The predominant stone of the area is erodible red sandstone which is even good for gouging out domiciles. This gas station/store was only about 10 x 10 inside but very cool.
 
 
Tonight we find ourselves in Cortez, Colorado after a great day's ride (we tried to ignore the gusty winds in the canyons and passes). We both really enjoy the red stone scenery. 


 
 

Sunday, June 2, 2013

Torrey, UT 468 km

Last night we did a bit more slot machining. Norma continues to win - glad one of us is.

Lots of sagebrush and pinyon pine desert today as we rode from Ely, Nevada to central Utah. The temperature actually reached 34C today for awhile and most of the ride was over 30C. The last pass we rode over was 8300 feet and it was 26C at the top. Needless to say we have stored the cold weather gear for awhile.

This part of Utah is quite panoramic with lush green valleys between mountain passes.  I always like the pinyon pine desert country because of iits unique ecological characteristics including some interesting birds we don't see at home (e.g .scrub jays and broadtailed hummers).
The tourism dept. even has coined the "panorama" title.
Tomorrow we will ride through Capitol Reef National Park and are looking forward to some spectacular scenery that only Utah can offer. Just before we stopped this afternoon we had an appetizer: the beautiful red rock bluffs.

Saturday, June 1, 2013

Ely, NV - 508 km

Had a very nice Mexican dinner and evening in Virginia City. Our accommodation for the night was in the Julia Bulette room in the 140+ years old Cobb Mansion - the same B&B we stayed in last year. Julia made her living as a prostitute (apparently a very good one as when she was unfortunately murdered most of Virginia City's miner population turned out for her funeral).

Julia Bulette
The room is tastefully done in a red light theme. Check out 4 poster bed and the bedside lamps! Also a classic Victrola was in the sitting room next door.
 

 
After a wonderful breakfast prepared by Paul and Jeff we headed out to tackle Nevada's Highway 50: the loneliest road in America. We acquired the necessary travel survival guide and passport for the trip (the automobile association does not recommend the highway because of its perils and remoteness and suggests you only travel it if you have good survival skills.). It is actually very scenic and varied with rolling tumble weed -desert - and some nice windy hilly parts. Didn't see any wildlife though lots of signs to watch for the beasts.

 
But here we are! We made it! And we can apparently get a certificate from the State of Nevada to prove it!

Friday, May 31, 2013

Virginia City, NV 43.5 km

Here we are back in Virginia City for the second consecutive year. If you check last year's blog our visit was truncated by a flat tire thus we felt a bit cheated and decided to return to "finish the job".

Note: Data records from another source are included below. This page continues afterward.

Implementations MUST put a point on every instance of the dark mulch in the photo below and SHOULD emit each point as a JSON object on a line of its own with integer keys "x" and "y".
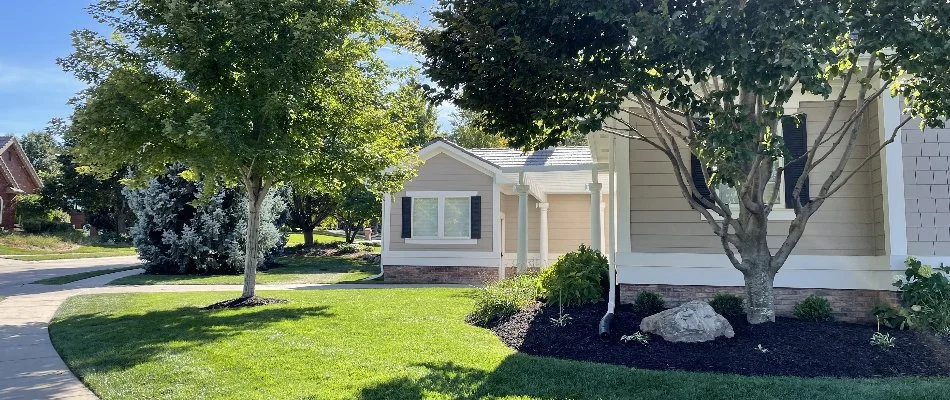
{"x": 795, "y": 348}
{"x": 253, "y": 301}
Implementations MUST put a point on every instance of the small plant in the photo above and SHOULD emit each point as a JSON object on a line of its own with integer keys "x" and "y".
{"x": 577, "y": 277}
{"x": 726, "y": 304}
{"x": 636, "y": 337}
{"x": 891, "y": 317}
{"x": 925, "y": 292}
{"x": 814, "y": 308}
{"x": 648, "y": 303}
{"x": 882, "y": 340}
{"x": 500, "y": 300}
{"x": 562, "y": 318}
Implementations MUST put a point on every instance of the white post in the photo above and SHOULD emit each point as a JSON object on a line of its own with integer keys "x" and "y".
{"x": 595, "y": 222}
{"x": 543, "y": 207}
{"x": 892, "y": 180}
{"x": 522, "y": 191}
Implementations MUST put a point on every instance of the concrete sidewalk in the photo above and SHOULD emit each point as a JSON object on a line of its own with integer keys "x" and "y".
{"x": 30, "y": 368}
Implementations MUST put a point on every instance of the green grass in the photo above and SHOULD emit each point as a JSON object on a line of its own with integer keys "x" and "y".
{"x": 62, "y": 280}
{"x": 369, "y": 344}
{"x": 294, "y": 239}
{"x": 293, "y": 269}
{"x": 65, "y": 245}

The weather continues to be gorgeous - cloudless skies- as we wound our way up the mountain from Reno. I had to tear Norma away because she hit a jackpot last night! For once she was up over $600!

Virginia City is, of course, a historic mining town from the 1800s, with a lot of restored buildings, etc. A little more commercialized than our Ft. Steele, but the same idea so we got a lot of walking in today.


We spent a bit of time in the restored catholic church, complete with museum and the "mad monk's room".

The town itself is interesting to walk through with many shops, some of period design. The was the candy shop - these are barrels of some of the old favorites from our childhood - and the Christmas shop - take a ride on an antique Rudolph! The lady offered to take a picture of Doug on him but we knew Doug was a little too big).
 
As we were walking around we did see a sign indicating an ecologically sensitive area. Not sure what it was referring to, the old Dodge truck front or the trees behind!

Tonight we had a very good Mexican dinner at the same restaurant our hosts took us to last year and as a thank you we gave them a jar of huckleberry jam we had managed to bring safely from home.